Divinity or Bovinity: shame-based fear, guilt and obedience to dogma

Divinity or Bovinity: shame-based fear, guilt and obedience to dogma

Victoria Standard: December 2013

Please excuse my exercise in constructive blasphemy. I take things quite a bit farther than humanistic skeptic Kevin Smith. The myriad names for “god” merely exemplify humanity’s various and desperate attempts to establish both a collective and individual identify. While this holds true for all religions; spiritual philosophies like bhuddism, shintoism and taosim are more practical. Such philosophies, particularly the Oriental variety; encourage humble introspection and harmony with nature. Conversely, the major religions are global cults of shame-based fear, guilt and obedience to dogma.

Christianity’s jesus, islam’s allah, judaism’s yahweh and hindu’s pantheon are usually presented as “holy”, “sacred” and beyond criticism. Why is this true and why must major newspapers devote entire pages to primitive superstition, fairy tales and mythology? True, these publications give some space to atheists and skeptics but faith critics are held to an absurdly high standard of decorum in their critique of religious absolutism.

The public’s general reverence for priests, imans, rabbis and pastors has always amused and mystified me. Those who presume to “interpret” the so-called “word of god” for their addled flocks serve their ego more than the need of others. Are spiritual matters really so complex, or; are clergy similar to academics who create arcane vocabulary to mystify the public and protect their privileged positions? If jesus really is “god” he must either laugh or cry at this nonsense.

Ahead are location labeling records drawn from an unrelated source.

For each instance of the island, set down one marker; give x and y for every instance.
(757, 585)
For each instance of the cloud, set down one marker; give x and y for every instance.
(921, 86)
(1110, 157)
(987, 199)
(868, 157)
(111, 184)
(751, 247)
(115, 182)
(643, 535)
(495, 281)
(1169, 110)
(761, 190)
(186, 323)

As scientist Richard Dawkin wrote in the God Delusion, “[it seems as if] religious faith is especially vulnerable to offense and should be protected by an abnormally thick wall of respect…” I both challenge and oppose the practice of paying excessive respect to those who lead cults of obedience, mythology and primitive superstition. Further, I find the privileging of ill-substantiated supernatural beliefs and practices to be both bizarre and dangerous.

As Sam Harris wrote, “We have names for people who have many beliefs for which there is no natural explanation. When their beliefs are extremely common we call it religious; otherwise, they are likely to be called mad, psychotic or delusional. Clearly, there is sanity in numbers. And so, while religious people are not generally mad; their core beliefs absolutely are.”

To conclude, there may well be an organizing intelligence in the universe. The major religions may even be on the right path. Who knows? One thing is for sure; highly-religious people do good in spite of their absolutist beliefs rather than because of them. Humanity’s kindness and wisdom constrained and distorted by the fear-driven dogmas of formal religion. The inherent fragility and danger of blind religious faith must be exposed as a travesty and betrayal of humanity.